I expected configuration headaches, but found ee-zee online instructions for setting up VPN in Linux, presume that similar handholding is available for Windows and Mac users. An account goes for $40 – $70 a year. Free VPNs haven’t been charitably reviewed; I haven’t tried one.

Two caveats:

(♦)  Online nogoodniks eagerly employ VPN to mask identities, and some major sites balk when first accessed from a VPN address. I can use gmail with VPN, but not from an email client, at least not right away; I must first log on via web, presumably to assure Google that the password-holder from the unfamiliar VPN server is really me. Facebook and other sites present a captcha screen, insist that I prove I’m not a robot.

(♦)   Set-up requires some technical chops. Not a lot, but some. I suggest sounding out a geekily inclined friend.
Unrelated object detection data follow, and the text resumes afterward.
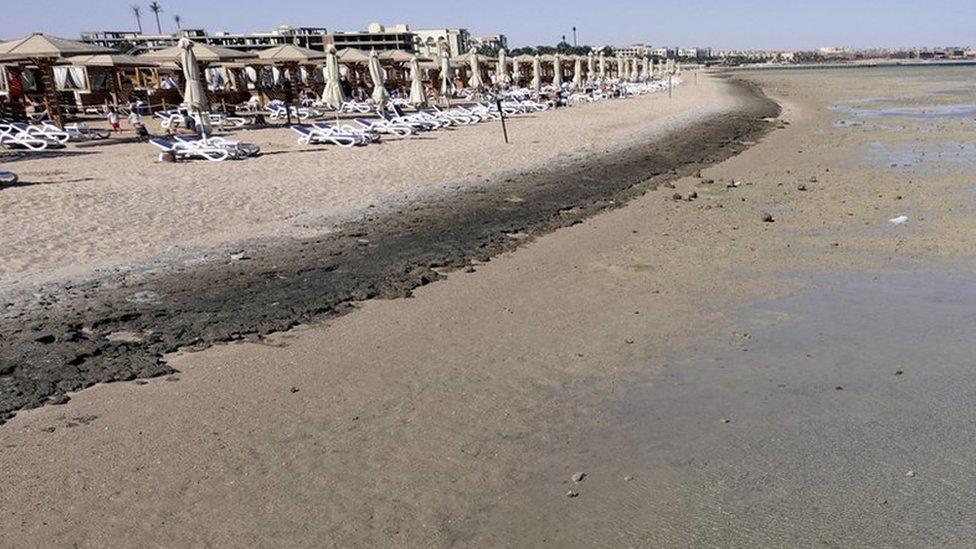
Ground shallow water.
[617,266,976,546]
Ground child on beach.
[108,107,122,132]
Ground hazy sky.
[0,0,976,49]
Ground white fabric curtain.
[54,67,88,91]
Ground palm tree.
[149,2,163,34]
[131,4,142,34]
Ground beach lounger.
[0,123,64,151]
[354,118,417,137]
[149,137,233,162]
[41,120,111,141]
[312,122,380,143]
[291,124,369,149]
[173,135,261,158]
[9,122,71,145]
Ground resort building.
[413,28,471,57]
[470,34,508,50]
[328,23,416,52]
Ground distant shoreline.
[714,60,976,71]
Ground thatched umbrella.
[410,56,427,107]
[369,50,390,111]
[532,55,542,93]
[322,46,345,109]
[497,48,512,87]
[441,51,454,97]
[71,53,158,105]
[468,48,484,91]
[552,53,563,88]
[573,55,583,89]
[0,33,115,124]
[178,38,210,136]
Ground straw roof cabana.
[258,44,326,64]
[0,33,113,124]
[137,42,257,65]
[336,48,369,65]
[71,53,159,105]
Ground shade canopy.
[322,46,346,109]
[441,52,454,97]
[369,51,390,110]
[177,38,210,111]
[410,57,427,107]
[258,44,325,63]
[497,48,512,86]
[377,50,415,63]
[71,53,159,68]
[137,39,256,63]
[0,33,115,61]
[336,48,369,64]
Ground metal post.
[495,97,508,145]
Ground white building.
[412,29,471,57]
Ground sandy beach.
[0,75,732,293]
[0,67,976,547]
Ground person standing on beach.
[108,107,122,133]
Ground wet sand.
[0,69,976,547]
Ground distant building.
[413,28,472,57]
[469,34,508,50]
[81,25,328,53]
[326,23,416,52]
[611,44,654,59]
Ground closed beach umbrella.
[180,38,210,112]
[552,53,563,88]
[468,48,484,91]
[178,38,210,135]
[410,56,427,106]
[322,46,345,109]
[532,55,542,93]
[441,51,454,97]
[498,48,512,87]
[369,50,390,110]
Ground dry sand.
[0,78,716,293]
[0,66,976,547]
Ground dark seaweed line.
[0,81,779,422]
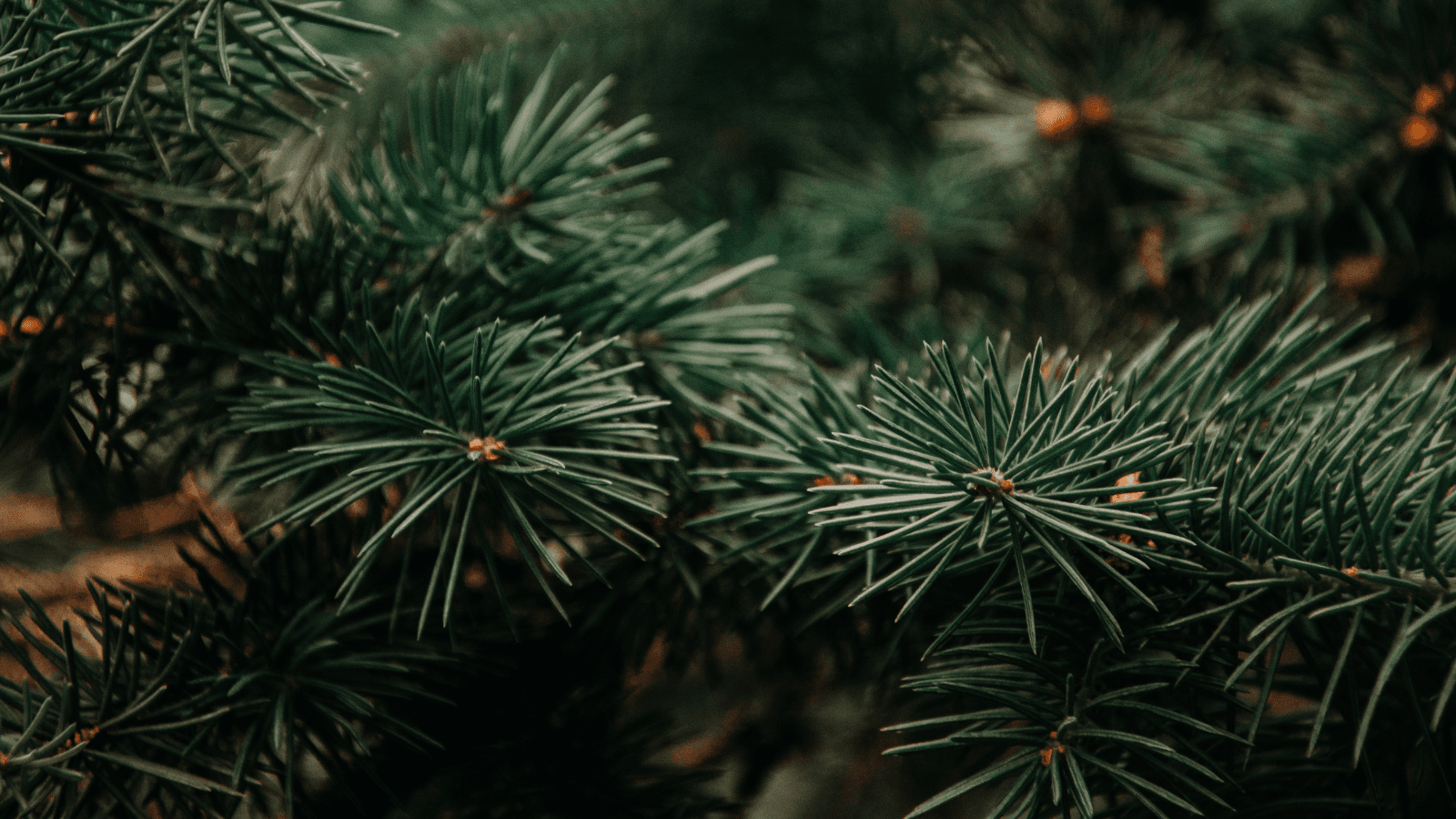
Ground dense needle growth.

I have gone paperless wherever possible, have canceled every regularly-arriving hardcopy missive I could think to cancel, but still expect some materials to be sent to my old San Francisco address. Said materials shall now be forwarded to U.S. Global Mail. My $150 one year subscription entitles me to a U.S. address and online account access. When paper mail arrives, I can pay to have it opened and scanned, can then eyeball it from abroad.

U.S. Global Mail looks well run, and staff promptly field phone calls. That’s to the good. To the bad: they wait until the last screen of the sign-up process to inform you that you’ll need to upload picture ID and a notarized form 1583 to receive forwarded mail from USPS.